100 years ago in Spokane: Police accuse pastor’s daughter of ‘leading a double life’

A woman accused of prostitution told Spokane police she used the proceeds to pay for business school, The Spokesman-Review reported on May 12, 1916. (The Spokesman-Review)
Jim Kershner

From our archives, 100 years ago

Police arrested a “pretty girl” named Martha “Bobbie” Tonjes at the St. Clair Hotel and accused her of “leading a double life.”

By day, Martha was a diligent student at the Northwestern Business College. By night, she was “entertaining young men students” from the college and numerous prominent businessmen.

A police captain called her story “almost unbelievable.” He said she admitted that she had made “acquaintance” with many Spokane businessmen and that the money she earned in that way “went toward her education.” She told officers she was the daughter of a Lutheran pastor in Lenburg, Ill.

The officers reported that “she was paying $6 a week for her room, had a private telephone and was wearing costly dresses and jewelry,” all of which they apparently found suspicious.

The police captain did not buy her story about her educational aspirations. He believed “her student activities were but a dodge to get acquainted with young men students.”

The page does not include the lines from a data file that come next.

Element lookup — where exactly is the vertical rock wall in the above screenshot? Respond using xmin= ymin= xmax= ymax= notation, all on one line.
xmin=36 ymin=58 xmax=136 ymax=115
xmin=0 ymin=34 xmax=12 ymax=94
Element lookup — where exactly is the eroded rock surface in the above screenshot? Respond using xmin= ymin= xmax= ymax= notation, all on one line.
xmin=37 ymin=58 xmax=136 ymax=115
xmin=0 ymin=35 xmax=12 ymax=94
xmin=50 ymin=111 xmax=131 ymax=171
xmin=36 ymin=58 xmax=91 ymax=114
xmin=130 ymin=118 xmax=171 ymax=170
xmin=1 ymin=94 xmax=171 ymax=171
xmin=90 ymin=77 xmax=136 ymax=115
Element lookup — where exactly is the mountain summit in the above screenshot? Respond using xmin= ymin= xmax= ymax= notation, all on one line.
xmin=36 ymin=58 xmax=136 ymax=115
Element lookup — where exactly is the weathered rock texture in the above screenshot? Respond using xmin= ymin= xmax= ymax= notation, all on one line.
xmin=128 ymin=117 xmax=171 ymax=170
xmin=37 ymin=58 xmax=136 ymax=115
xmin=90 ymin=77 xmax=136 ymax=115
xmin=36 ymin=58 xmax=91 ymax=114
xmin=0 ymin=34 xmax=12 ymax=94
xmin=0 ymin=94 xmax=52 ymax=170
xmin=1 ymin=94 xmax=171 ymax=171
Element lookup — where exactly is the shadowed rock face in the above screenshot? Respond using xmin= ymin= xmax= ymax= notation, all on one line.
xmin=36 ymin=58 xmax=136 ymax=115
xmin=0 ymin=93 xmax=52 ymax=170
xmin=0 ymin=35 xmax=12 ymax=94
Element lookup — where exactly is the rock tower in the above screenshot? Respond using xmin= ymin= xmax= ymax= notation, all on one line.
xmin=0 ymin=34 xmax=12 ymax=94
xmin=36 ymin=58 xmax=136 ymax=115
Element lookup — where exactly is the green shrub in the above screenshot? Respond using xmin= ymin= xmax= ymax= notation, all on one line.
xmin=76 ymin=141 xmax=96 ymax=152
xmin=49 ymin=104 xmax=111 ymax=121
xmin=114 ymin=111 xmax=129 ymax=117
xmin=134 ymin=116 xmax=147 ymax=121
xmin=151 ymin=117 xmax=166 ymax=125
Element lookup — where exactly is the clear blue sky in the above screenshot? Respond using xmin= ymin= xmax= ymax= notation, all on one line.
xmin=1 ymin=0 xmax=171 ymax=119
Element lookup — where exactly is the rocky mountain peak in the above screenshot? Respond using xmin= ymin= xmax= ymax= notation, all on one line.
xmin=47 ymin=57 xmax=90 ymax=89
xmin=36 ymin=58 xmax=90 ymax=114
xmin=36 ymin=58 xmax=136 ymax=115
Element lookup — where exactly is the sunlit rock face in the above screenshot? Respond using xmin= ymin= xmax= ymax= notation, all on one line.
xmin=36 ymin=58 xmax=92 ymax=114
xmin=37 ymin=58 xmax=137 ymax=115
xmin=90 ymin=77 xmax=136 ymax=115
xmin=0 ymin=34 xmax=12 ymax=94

Martha was arrested on vagrancy charges – a common charge for those suspected of prostitution – and held on $250 bail.

From the police beat: Numerous citizens, including Mayor Charles Fleming, were upset at what the mayor called “the most inexcusable blunder that has occurred in the police department” during his tenure.

They were upset over an incident a week earlier in which two undercover officers waited in the shadows of a building to catch a streetcar bandit. Instead of catching him, they let the bandit get away and take two streetcar men with him as human shields.

The officers said they held their fire for fear of shooting the streetcar men. The streetcar men disputed that and accused the officers of blowing their chance of arresting the bandit.